The pH at which this dipolar ion stops moving towards the respective electrode is known as isoelectric point. At isoelectric point, the amino acids have the least solubility in water.
Peptides are condensation products of two or more amino acids.
Peptide linkage is an amide linkage formed by condensation of two amino acids involving −NH2 group of one amino acid and the −COOH group of the other amino acid with the loss of water.
Classification of Peptides:
• On the basis of number of amino acids undergoing the condensation, the peptides can be classified as:
o Dipeptide: It is a peptide composed of two amino-acid residues.
o Tripeptide: It is a peptide composed of three amino-acid residues.
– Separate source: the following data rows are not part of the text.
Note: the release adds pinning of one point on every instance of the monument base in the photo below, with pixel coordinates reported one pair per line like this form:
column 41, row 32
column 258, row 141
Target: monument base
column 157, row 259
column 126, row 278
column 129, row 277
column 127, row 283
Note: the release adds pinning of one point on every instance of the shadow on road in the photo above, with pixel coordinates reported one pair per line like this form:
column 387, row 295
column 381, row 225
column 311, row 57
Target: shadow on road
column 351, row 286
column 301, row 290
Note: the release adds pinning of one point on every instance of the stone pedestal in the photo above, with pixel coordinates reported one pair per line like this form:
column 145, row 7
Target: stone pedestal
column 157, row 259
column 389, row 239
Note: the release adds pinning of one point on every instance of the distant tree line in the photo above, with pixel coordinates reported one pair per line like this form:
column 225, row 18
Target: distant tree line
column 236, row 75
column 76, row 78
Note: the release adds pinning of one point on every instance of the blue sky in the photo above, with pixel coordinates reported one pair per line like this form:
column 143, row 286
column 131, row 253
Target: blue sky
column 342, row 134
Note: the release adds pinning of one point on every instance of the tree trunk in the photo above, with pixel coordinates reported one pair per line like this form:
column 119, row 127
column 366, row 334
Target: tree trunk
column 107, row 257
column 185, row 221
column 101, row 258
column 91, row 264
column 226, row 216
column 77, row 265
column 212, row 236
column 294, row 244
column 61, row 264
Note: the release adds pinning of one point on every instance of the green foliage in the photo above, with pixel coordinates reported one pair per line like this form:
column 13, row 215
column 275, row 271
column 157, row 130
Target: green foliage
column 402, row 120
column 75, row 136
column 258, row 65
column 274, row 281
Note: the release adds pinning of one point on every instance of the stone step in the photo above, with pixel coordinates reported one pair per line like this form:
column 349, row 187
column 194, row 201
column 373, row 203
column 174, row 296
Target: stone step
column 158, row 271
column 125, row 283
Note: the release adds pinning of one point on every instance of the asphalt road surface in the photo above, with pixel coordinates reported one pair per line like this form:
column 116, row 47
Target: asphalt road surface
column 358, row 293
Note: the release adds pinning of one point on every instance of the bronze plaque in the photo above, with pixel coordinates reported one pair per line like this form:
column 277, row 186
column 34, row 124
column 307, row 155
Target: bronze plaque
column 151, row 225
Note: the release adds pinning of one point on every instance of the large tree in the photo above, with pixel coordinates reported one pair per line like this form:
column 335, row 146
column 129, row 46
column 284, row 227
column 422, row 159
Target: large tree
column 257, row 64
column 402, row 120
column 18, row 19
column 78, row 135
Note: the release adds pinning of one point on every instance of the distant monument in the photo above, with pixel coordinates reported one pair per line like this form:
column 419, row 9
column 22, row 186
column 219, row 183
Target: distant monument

o Polypeptide: It is a peptide composed of more than ten amino-acid residues.
Peptide having molecular mass higher than 10,000 u is called a protein.
Classification of Proteins
• On the basis their molecular shape, proteins can be classified as:
o Fibrous proteins: The polypeptide chains run parallel and are held together by hydrogen and disulphide bond forming a fibre like structure.
They are generally insoluble in water.
For example: Keratin (present in hair, wool, silk) and myosin (present in muscles), etc.
o Globular proteins: The polypeptide chains coil around to give a spherical shape. These are soluble in water.
For example: Insulin and albumins.
Structure of Proteins
• Primary structure: The sequence of amino acids is said to be the primary structure of a protein.
• Secondary structure: This structure of a protein refers to the shape in which a long polypeptide chain can exist.
There are two secondary structures of proteins:
o α-Helix: In α-Helix, the polypeptide chain coil itself into a right handed screw with the −NH group attached to the −C=O of an adjacent turn of the helix by the hydrogen bonding.
It generally exists when R- group is large
o β-Helix: In this structures, the peptide chains are stretched out to nearly maximum extension and then laid side by side, held together by intermolecular hydrogen bonds.
It generally exists when R- group is small.
• Tertiary structure: The tertiary structure of proteins represents overall folding and superimposition of the polypeptide chains, i.e., further folding of the secondary structure giving rise to a ball shape or spheroidal shape structure.
It is stabilised by covalent, ionic, hydrogen and disulphide bonds.
• Quaternary structure: Some of the proteins are composed of two or more polypeptide chains referred to as sub-units. The spatial arrangement of these subunits with respect to each other is known as quaternary structure.
Denaturation of Proteins
• The most stable conformation of a protein at a given temperature and the pH is known as its native state.
• The loss of biological activity of proteins when a protein in its native form, is subjected to physical change like change in temperature or chemical change like change in pH, is called denaturation of protein.
• For example: (i) Coagulation of egg white on boiling, (ii) curdling of milk which is caused due to the formation of lactic acid by the lactobacillus bacteria present in milk.